In Smith v. Coldwell Banker Real Estate Corp., No. 4:05cv166, 2007 WL 2725826 (D. Miss. Sept. 14, 2007), eleven plaintiffs opened bank accounts with State Bank and Trust as part of the process for obtaining a home mortgage. Incidental to opening an account at State Bank was signing a stand-alone arbitration agreement.
Three plaintiffs, Burch, Coleman, and West, signed one type of arbitration agreement, while the other eight plaintiffs, Bush, et al., signed a different arbitration agreement. Collectively, the plaintiffs filed suit against State Bank for fraudulent conduct regarding their mortgages.
State Bank filed a motion to compel arbitration pursuant to the arbitration agreements. The Court noted that in determining whether to compel arbitration, there are two main considerations: (1) whether there is a valid agreement to arbitrate; and (2) whether the dispute falls within the scope of the arbitration agreement.
Determination of whether there is a valid agreement to arbitrate is based upon ordinary contract principles. The plaintiffs argued that they did not understand that by signing the arbitration agreement they were giving up their right to sue in court. The Court rejected this argument and determined that even if plaintiffs did not read, or understand, what they were signing, the arbitration agreement was a stand-alone document and therefore was not unwittingly signed. The Court determined that a valid agreement to arbitrate did exist.
Next, the Court examined whether the dispute was within the scope of the arbitration agreement. The arbitration agreement that Burch, Coleman, and West signed was narrow. This agreement applied only to disputes “concerning the depository account.” According to the Court, under the language of this arbitration agreement, the plaintiffs would not expect the agreement to apply to their claims of mortgage fraud. Therefore, the Court denied the motion to compel arbitration with respect to Burch, Coleman, and West.

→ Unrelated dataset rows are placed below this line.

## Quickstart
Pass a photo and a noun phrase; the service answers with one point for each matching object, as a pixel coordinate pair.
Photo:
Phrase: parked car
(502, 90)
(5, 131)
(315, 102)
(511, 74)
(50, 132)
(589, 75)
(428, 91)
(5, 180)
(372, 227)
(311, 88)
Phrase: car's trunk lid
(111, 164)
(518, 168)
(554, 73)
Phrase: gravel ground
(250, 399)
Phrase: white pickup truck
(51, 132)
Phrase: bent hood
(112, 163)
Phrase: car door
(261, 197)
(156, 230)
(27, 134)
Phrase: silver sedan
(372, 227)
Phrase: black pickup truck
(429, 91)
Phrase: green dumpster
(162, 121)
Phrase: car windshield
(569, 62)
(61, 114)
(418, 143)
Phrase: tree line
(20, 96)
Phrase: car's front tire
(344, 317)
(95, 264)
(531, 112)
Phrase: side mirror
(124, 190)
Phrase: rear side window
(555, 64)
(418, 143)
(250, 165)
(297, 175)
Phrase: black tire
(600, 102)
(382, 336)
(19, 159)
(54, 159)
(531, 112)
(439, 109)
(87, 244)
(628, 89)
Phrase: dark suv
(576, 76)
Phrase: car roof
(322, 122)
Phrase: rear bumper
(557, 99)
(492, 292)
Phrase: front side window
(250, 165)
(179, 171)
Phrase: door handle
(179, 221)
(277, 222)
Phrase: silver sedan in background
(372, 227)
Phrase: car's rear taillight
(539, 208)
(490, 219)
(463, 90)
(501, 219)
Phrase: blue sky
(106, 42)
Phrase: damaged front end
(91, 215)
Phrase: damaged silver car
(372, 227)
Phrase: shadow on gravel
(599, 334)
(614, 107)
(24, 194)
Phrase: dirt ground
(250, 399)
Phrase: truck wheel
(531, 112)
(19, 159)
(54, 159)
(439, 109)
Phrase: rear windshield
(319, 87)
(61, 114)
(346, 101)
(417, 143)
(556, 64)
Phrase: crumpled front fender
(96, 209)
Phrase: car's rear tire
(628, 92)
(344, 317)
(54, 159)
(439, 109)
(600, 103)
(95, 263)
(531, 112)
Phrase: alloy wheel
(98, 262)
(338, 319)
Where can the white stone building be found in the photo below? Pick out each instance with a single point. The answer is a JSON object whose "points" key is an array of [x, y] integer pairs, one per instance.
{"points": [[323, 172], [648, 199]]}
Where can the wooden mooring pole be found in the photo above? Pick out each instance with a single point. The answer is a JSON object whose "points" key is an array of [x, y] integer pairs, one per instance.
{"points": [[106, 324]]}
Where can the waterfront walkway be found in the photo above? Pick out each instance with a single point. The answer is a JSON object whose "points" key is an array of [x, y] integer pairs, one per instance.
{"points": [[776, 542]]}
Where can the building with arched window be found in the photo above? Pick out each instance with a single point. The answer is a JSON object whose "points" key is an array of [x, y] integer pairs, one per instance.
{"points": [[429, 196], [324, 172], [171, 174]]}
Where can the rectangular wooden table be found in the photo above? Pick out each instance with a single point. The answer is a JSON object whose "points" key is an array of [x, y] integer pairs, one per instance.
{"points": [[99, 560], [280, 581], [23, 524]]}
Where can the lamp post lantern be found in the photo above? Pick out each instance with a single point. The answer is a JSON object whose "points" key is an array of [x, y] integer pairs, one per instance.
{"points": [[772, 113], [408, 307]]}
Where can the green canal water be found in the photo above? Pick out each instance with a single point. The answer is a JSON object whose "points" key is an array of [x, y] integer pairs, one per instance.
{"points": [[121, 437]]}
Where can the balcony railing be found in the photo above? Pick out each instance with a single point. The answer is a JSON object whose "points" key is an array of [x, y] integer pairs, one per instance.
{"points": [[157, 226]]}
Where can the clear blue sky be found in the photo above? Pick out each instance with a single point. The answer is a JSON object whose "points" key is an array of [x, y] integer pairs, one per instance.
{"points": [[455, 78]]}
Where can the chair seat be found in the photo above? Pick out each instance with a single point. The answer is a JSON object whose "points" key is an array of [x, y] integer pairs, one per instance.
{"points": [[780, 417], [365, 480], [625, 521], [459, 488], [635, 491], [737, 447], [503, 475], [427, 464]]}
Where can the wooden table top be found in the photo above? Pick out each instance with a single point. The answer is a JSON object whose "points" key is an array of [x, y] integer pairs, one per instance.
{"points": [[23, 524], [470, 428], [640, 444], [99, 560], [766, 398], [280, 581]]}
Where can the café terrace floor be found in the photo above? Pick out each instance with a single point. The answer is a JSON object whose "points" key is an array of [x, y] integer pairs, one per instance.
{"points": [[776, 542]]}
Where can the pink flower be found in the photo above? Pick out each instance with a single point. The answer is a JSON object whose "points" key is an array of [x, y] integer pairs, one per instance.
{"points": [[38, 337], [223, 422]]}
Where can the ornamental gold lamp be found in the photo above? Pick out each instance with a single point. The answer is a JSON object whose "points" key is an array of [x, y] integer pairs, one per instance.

Conversely, the arbitration agreement signed by Bush, et al., was broader in scope. This agreement applied to all claims arising from, or relating to any matter, including the deposit account. Due to the lack of limiting language in this agreement, the Court concluded that the agreement applied to the mortgage fraud claims against State Bank. Thus, the Court granted State Bank’s motion to compel arbitration with respect to Bush, et al.